I want to read and split large text file (near 3GB) to blocks with n symbols length. I was trying to read file and split using runes, but it takes a lot of memory.
func SplitSubN(s string, n int) []string {
sub := ""
subs := []string{}
runes := bytes.Runes([]byte(s))
l := len(runes)
for i, r := range runes {
sub = sub + string(r)
if (i+1)%n == 0 {
subs = append(subs, sub)
sub = ""
} else if (i + 1) == l {
subs = append(subs, sub)
}
}
return subs
}
I suppose it can be done in smarter way, like a phased reading of blocks of a certain length from file, but I don't know how to do it correctly.
Scan for rune start bytes and split based on that. This eliminates all allocations within the function except for the allocation of the result slice.
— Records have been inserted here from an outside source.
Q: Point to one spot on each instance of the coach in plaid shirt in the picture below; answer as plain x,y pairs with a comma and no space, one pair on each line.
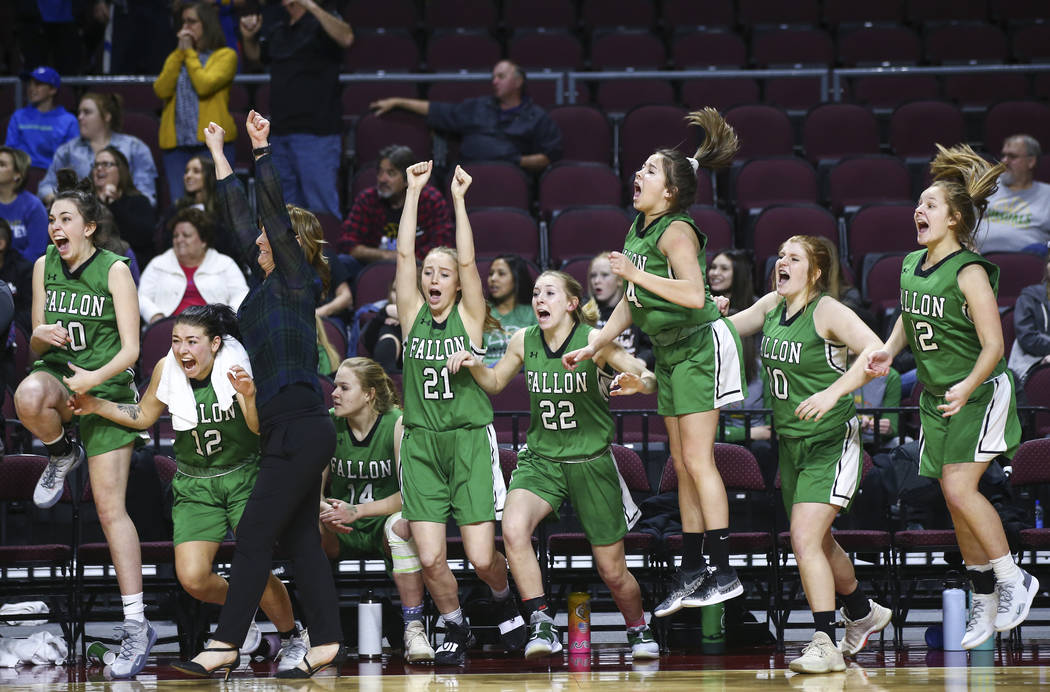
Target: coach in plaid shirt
297,437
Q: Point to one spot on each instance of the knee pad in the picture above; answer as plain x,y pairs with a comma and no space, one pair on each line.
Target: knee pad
403,552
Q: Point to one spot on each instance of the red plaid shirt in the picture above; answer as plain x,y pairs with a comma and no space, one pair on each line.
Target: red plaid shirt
370,222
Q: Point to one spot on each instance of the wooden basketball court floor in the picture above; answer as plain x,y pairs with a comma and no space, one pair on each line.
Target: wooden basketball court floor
608,668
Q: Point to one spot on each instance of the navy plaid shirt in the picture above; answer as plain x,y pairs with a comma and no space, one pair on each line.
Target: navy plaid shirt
276,317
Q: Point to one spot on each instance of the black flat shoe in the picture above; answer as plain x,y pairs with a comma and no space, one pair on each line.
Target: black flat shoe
195,669
298,673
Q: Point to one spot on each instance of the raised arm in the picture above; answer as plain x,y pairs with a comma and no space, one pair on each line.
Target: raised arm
405,279
473,307
138,416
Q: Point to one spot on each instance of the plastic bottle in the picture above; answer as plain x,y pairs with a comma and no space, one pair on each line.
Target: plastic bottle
370,627
953,614
579,623
713,628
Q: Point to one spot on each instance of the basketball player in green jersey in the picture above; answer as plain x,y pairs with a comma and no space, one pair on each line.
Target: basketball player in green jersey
217,462
362,516
85,328
567,454
697,353
449,458
806,335
950,320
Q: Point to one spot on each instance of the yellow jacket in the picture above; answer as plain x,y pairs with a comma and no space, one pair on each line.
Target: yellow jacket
212,84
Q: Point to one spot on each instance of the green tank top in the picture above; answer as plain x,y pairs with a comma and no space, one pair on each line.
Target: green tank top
222,439
937,320
434,398
797,362
363,470
570,418
650,312
80,300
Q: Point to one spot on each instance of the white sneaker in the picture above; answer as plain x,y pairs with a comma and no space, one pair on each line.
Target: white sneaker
293,651
820,655
252,640
417,647
858,630
1014,601
49,486
981,623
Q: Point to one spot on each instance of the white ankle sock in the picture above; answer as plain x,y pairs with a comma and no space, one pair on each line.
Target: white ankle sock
133,607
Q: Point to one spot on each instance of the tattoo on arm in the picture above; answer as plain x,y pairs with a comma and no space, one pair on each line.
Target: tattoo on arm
132,411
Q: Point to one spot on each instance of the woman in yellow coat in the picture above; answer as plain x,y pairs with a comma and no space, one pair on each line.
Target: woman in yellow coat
194,85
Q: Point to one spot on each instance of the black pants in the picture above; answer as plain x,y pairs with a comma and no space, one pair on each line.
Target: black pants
284,506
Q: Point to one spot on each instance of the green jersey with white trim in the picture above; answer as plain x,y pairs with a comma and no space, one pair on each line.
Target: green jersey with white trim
222,439
649,311
797,362
937,319
80,301
434,398
363,470
569,409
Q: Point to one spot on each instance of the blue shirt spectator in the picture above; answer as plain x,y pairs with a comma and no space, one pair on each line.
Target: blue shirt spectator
42,126
99,116
25,216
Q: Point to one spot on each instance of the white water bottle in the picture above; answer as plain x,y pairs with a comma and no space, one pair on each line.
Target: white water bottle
953,612
370,627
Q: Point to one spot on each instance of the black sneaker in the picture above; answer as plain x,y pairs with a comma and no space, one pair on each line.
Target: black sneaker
718,585
683,584
512,630
453,650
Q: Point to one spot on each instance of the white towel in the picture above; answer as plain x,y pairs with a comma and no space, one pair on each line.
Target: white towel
174,388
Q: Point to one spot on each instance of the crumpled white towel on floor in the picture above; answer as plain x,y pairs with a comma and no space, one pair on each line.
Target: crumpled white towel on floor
37,649
23,608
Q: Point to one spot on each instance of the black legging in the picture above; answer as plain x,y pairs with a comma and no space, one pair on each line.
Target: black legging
285,505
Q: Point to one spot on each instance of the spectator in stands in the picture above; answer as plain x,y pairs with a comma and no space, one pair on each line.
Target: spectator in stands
190,272
606,291
509,303
1017,217
1031,329
194,85
370,232
305,47
42,126
506,126
16,271
22,210
130,208
100,117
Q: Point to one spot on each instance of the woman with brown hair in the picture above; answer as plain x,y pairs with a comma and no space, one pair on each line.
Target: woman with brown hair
100,117
194,85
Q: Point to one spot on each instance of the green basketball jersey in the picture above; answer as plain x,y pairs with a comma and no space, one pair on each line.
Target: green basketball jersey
363,470
569,410
81,301
434,398
937,320
222,439
798,362
650,312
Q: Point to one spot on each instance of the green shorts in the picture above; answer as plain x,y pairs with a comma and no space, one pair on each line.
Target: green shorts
701,372
823,467
97,434
985,427
594,487
366,541
207,508
452,470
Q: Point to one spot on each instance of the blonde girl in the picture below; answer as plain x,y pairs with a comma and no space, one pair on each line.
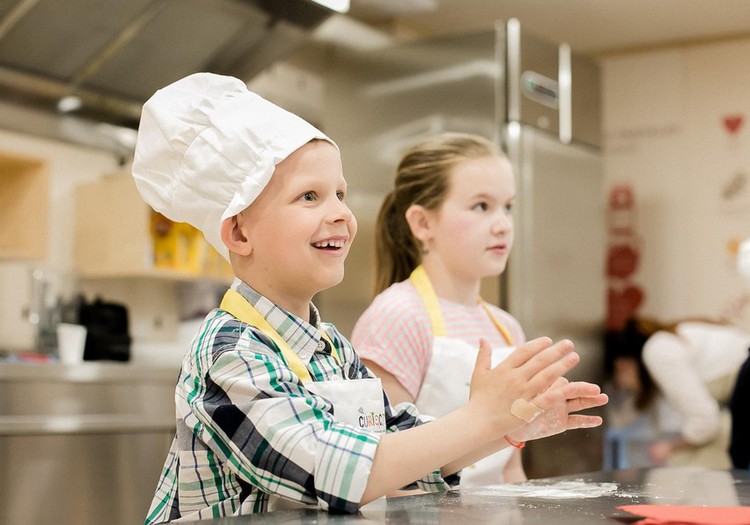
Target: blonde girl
446,224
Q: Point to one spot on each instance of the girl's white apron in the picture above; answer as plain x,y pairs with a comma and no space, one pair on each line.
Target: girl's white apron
448,378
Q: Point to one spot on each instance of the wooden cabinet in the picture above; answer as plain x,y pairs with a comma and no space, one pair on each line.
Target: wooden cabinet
23,208
118,235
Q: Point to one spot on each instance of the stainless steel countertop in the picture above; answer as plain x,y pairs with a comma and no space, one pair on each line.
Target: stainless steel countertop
582,499
87,372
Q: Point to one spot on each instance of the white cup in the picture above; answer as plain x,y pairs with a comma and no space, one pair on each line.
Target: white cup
71,340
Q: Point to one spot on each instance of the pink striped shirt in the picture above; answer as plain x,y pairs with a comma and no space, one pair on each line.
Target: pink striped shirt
395,332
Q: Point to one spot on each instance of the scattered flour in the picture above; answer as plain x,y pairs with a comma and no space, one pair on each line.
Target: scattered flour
559,490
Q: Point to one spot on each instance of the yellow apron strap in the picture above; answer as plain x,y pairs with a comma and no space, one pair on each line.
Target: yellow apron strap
421,282
236,305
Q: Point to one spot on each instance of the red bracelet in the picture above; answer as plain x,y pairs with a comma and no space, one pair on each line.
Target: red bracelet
518,445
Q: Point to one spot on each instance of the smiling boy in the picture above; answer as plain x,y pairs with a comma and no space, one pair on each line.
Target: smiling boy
269,400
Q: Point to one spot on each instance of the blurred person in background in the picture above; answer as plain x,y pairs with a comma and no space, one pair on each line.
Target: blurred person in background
672,386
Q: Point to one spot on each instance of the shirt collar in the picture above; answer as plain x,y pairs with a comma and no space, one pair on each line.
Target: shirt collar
302,337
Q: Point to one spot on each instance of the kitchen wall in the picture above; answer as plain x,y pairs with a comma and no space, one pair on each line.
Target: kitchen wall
676,129
153,304
676,133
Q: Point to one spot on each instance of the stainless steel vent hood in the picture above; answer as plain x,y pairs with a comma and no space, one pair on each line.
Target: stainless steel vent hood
111,55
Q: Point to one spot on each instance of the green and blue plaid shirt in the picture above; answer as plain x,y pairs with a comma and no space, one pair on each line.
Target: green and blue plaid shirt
250,437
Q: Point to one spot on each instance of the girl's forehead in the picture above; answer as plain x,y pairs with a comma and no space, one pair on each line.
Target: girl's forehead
481,171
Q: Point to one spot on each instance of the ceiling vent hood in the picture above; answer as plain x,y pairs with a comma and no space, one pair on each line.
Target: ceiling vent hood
109,56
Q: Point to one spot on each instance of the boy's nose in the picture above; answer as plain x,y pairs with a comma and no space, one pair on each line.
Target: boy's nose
341,212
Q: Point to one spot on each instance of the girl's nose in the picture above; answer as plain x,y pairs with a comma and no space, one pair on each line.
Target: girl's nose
504,222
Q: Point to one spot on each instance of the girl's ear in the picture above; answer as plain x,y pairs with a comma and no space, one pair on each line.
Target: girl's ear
234,237
419,220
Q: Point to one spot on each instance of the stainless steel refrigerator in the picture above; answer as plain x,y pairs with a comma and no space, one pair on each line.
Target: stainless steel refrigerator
540,102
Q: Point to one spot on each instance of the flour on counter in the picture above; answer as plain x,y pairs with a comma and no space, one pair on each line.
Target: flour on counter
559,490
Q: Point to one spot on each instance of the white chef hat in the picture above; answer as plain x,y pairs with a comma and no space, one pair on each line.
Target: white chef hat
206,148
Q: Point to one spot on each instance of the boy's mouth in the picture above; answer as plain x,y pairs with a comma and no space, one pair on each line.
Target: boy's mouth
330,244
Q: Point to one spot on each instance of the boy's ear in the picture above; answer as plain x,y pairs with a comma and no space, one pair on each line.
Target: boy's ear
234,237
419,220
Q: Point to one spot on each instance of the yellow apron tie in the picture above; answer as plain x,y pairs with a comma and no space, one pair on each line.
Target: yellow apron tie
421,282
238,306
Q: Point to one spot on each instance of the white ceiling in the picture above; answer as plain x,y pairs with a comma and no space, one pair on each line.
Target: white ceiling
594,27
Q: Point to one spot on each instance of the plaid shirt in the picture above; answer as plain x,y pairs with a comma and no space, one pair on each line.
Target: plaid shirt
251,438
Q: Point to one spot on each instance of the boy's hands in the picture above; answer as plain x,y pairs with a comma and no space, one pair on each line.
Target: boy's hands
533,373
565,398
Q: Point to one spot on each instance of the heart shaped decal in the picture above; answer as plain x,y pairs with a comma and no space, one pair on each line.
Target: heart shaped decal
732,123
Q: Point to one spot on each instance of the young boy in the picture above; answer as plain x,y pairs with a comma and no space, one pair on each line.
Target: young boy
274,408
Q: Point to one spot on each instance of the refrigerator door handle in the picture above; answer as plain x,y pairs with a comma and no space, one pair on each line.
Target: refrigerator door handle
565,84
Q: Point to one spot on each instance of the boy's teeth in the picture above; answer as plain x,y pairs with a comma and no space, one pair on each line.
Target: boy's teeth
329,244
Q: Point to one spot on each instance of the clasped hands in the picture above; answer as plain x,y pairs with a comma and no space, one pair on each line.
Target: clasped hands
528,396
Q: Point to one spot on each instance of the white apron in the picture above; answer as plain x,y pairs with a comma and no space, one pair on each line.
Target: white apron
357,402
448,378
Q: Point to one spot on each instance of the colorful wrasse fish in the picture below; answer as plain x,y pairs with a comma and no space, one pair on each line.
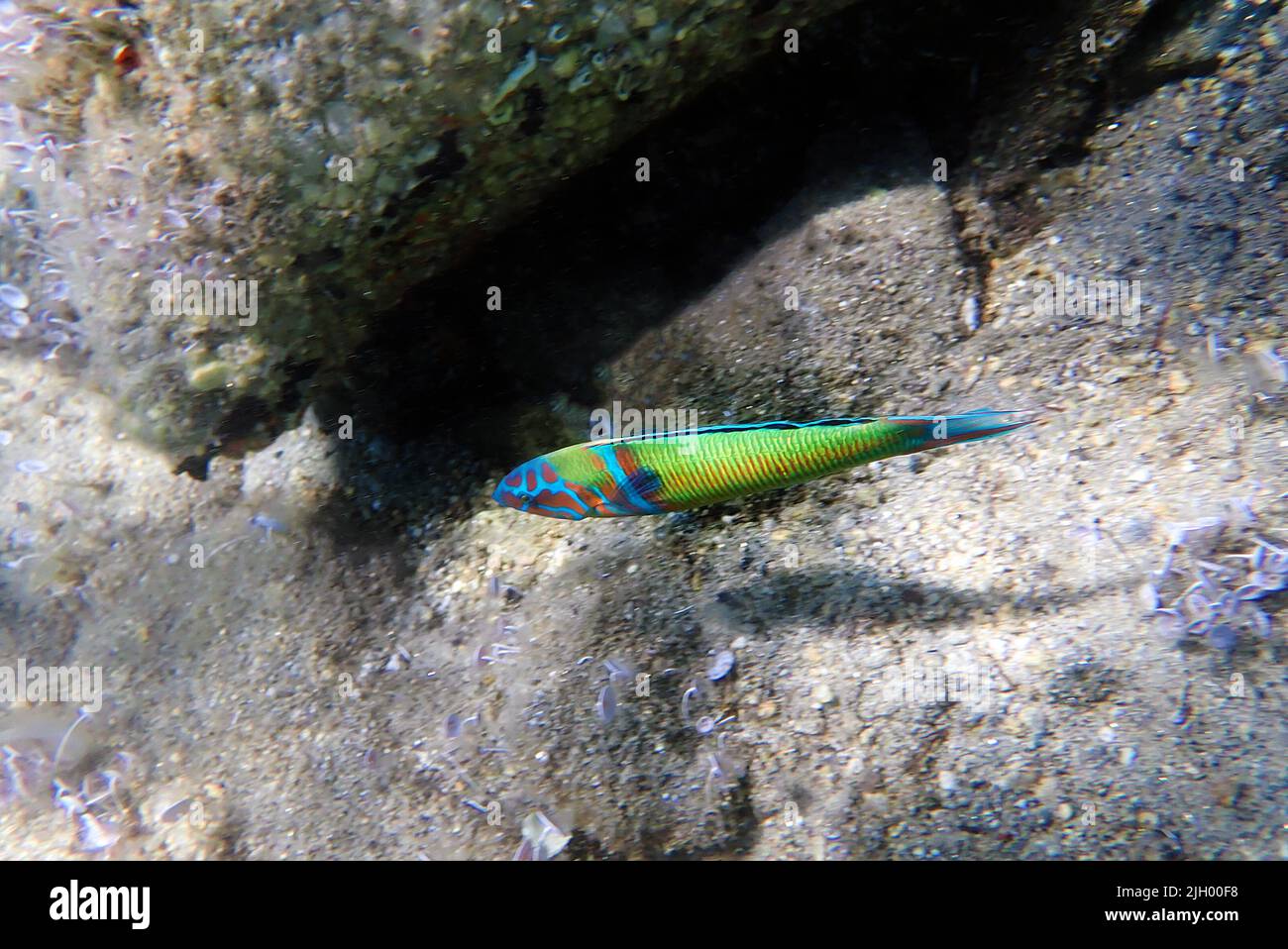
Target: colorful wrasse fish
674,472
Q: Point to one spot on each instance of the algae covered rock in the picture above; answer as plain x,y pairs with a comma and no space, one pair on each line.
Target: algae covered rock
217,198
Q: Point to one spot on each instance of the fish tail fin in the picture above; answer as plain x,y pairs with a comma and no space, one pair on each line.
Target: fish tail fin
936,432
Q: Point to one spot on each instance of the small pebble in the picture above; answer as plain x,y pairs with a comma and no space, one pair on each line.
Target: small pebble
721,665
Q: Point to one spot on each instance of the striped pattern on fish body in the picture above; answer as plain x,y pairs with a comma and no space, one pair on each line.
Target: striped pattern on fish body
675,472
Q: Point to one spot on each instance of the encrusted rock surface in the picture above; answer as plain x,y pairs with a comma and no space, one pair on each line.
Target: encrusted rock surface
333,154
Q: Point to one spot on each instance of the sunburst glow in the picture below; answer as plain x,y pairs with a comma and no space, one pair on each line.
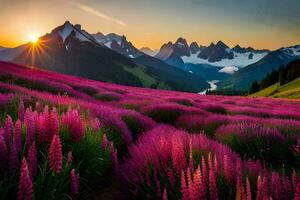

func SplitSubN(s string, n int) []string {
if len(s) == 0 {
return nil
}
m := 0
i := 0
j := 1
var result []string
for ; j < len(s); j++ {
if utf8.RuneStart(s[j]) {
if (m+1)%n == 0 {
result = append(result, s[i:j])
i = j
}
m++
}
}
if j > i {
result = append(result, s[i:j])
}
return result
}
The API specified in the question requires that the application allocate memory when converting the []byte read from the file to a string. This allocation can be avoided by changing the function to work on bytes:
func SplitSubN(s []byte, n int) [][]byte {
if len(s) == 0 {
return nil
}
m := 0
i := 0
j := 1
var result [][]byte
for ; j < len(s); j++ {
if utf8.RuneStart(s[j]) {
if (m+1)%n == 0 {
result = append(result, s[i:j])
i = j
}
m++
}
}
if j > i {
result = append(result, s[i:j])
}
return result
}
Both of these functions require that the application slurp the entire file into memory. I assume that's OK because the function in the question does as well. If you only need to process one chunk at a time, then the above code be be adapted to scan as the file is read incrementally.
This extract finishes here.